Pulau Jawa memiliki tanah yang subur dan indah – teras-teras sawah hijau berlatar belakang gunung berapi nan menjulang tinggi dan candi-candi Hindu-Budda yang bertebaran di sana-sini yang kesemuanya memiliki makna spiritual tersendiri. Saat berjalan-jalan di pedesaan, dapat dibayangkan bahwa tatanan kehidupan tradisional masyarakat pedesaan tidak banyak mengalami perubahan sejak masa keemasan kerajaan-kerajaan kuno di Indonesia pada abad ke 8 dan 9. Sebagian besar cara-cara bercocok tanam masyarakat masih berakar dari masa-masa kerajaan kuno tersebut – para petani masih membajak sawah mereka menggunakan bajak yang ditarik kerbau dan rumah-rumah di pedesaan masih dibuat dari bahan-bahan bangunan tradisional seperti bambu dan batang padi. Banyak juga tradisi budaya yang berasal dari masa kerajaan Hindu-Budda di Jawa atau bahkan lebih kuno lagi – dari masa kepercayaan animisme bangsa Austronesia kuno.
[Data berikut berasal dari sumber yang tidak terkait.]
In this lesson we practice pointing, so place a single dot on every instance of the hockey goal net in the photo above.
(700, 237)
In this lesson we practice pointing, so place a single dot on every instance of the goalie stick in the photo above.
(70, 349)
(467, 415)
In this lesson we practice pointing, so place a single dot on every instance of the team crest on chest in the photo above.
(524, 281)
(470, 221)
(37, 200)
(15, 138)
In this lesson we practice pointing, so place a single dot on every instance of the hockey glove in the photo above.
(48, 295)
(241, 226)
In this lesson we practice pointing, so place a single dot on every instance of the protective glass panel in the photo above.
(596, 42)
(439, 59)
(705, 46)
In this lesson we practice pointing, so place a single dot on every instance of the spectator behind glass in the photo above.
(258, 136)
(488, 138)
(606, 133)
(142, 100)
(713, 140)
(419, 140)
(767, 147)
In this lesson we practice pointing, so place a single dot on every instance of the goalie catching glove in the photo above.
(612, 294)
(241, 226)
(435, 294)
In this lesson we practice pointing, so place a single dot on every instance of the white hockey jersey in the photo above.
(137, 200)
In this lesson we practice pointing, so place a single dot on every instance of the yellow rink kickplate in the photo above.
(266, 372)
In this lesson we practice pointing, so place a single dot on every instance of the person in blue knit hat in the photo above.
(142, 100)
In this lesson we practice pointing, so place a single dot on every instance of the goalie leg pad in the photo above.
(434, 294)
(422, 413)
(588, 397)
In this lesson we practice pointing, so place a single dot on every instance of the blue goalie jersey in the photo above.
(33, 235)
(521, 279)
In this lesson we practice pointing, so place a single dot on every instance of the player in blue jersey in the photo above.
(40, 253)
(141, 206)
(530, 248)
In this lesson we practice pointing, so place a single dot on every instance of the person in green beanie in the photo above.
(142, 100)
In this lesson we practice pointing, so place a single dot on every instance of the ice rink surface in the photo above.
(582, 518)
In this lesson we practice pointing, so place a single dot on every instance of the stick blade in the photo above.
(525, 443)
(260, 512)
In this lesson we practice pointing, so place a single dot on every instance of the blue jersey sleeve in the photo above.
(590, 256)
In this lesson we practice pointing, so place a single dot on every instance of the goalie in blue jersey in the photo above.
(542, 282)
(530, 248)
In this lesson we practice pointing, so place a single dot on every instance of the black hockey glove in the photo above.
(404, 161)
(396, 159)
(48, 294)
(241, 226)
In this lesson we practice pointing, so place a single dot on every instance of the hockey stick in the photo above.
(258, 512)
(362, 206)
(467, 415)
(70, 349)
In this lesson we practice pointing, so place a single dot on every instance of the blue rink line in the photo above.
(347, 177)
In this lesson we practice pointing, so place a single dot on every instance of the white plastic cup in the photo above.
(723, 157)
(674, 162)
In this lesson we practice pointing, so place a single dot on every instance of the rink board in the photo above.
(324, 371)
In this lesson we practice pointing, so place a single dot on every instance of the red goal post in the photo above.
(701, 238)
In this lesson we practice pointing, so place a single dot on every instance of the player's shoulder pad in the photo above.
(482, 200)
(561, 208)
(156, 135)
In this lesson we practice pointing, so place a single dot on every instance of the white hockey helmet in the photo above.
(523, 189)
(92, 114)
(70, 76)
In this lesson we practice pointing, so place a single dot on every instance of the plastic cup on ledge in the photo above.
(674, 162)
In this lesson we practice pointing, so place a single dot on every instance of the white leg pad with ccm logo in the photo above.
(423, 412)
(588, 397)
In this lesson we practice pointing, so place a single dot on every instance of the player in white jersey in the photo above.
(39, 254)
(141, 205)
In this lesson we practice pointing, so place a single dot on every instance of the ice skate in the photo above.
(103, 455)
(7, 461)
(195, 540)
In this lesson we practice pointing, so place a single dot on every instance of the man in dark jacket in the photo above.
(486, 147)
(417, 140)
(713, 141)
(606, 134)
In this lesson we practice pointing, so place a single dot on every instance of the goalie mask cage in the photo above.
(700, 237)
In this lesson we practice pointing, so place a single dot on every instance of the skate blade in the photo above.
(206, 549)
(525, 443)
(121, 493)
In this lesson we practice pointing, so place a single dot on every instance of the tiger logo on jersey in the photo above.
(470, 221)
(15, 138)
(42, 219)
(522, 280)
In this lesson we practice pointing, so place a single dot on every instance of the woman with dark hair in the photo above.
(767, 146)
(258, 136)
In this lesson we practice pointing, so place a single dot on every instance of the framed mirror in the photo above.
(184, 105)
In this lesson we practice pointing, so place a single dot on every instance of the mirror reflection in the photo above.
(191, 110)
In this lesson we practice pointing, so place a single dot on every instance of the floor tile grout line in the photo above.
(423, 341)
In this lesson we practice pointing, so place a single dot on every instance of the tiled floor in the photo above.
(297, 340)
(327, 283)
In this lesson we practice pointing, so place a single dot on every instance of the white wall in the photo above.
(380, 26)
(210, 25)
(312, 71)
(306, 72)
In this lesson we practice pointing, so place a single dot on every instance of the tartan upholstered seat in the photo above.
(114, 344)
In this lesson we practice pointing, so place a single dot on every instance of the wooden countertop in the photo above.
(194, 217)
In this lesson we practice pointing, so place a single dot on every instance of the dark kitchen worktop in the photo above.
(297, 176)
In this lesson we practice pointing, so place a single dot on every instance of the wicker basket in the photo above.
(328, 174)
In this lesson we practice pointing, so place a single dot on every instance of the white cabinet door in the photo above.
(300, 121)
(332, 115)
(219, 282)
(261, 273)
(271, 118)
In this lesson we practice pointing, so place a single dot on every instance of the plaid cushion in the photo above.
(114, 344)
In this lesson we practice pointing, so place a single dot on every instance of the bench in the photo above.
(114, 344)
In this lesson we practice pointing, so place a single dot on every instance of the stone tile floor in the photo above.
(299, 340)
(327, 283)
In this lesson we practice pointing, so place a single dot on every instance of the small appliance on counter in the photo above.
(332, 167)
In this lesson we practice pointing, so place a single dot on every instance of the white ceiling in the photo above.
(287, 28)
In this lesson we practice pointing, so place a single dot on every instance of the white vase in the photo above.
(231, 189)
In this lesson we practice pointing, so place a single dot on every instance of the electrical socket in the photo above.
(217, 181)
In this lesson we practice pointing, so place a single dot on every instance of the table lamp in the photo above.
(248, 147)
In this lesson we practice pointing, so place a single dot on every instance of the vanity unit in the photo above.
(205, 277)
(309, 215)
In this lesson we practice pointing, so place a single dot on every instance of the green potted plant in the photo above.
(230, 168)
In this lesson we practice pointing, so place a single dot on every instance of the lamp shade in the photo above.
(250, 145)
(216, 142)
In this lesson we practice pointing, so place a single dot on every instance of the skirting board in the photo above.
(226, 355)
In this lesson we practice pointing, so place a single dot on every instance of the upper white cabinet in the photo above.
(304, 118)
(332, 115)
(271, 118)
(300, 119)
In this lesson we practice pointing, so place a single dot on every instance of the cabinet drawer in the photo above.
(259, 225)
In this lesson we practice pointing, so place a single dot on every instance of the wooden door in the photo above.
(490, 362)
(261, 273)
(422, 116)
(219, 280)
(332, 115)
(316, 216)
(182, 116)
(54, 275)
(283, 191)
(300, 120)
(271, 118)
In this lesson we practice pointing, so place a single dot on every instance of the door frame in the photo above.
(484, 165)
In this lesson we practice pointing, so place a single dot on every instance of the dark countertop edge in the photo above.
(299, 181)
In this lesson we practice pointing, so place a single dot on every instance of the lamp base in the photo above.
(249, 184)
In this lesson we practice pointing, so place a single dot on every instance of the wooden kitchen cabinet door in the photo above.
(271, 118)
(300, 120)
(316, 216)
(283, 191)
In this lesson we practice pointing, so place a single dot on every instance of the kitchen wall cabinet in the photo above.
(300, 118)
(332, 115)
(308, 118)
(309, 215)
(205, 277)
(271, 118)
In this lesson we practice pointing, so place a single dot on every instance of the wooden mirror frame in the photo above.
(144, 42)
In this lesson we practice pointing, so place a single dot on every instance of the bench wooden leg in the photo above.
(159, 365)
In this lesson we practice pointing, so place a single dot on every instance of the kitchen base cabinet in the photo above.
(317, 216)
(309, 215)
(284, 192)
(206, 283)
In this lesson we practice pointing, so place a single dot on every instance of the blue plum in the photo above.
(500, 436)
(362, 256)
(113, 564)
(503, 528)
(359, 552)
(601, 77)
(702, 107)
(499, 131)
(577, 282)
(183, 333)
Musik, tari-tarian dan karya seni tradisional masih terus bertahan di pulau ini.

small31

Candi Borobudur

Salah satu puncak pencapaian budaya di Indonesia adalah monumen Budda terbesar di dunia – Borobudur. Dibangun pada abad ke 9, candi berbentuk mandala yang mengagumkan ini merupakan suatu puncak keindahan dan kecanggihan arsitektur kuno. Bangunan ini menyajikan bimbingan dasar kepada para penjiarahnya untuk mencapai pencerahaan spiritual. Dengan memutari dan menaiki kesepuluh tingkat candi, secara bertahap para penjiarah mempersiapkan batin dan pikirannya untuk mencapai bagian tertinggi candi yang sangat sederhana dan tak mempunyai bentuk pasti. Borobudur merupakan perwujudan dari suatu filosofi yang secara menyeluruh memuja pencapaian kesempurnaan spiritual. Hal inilah yang menarik banyak wisatawan asing ke Indonesia dengan keinginan untuk mengalami sendiri suasana mistis yang timbul dari tanah kuno ini.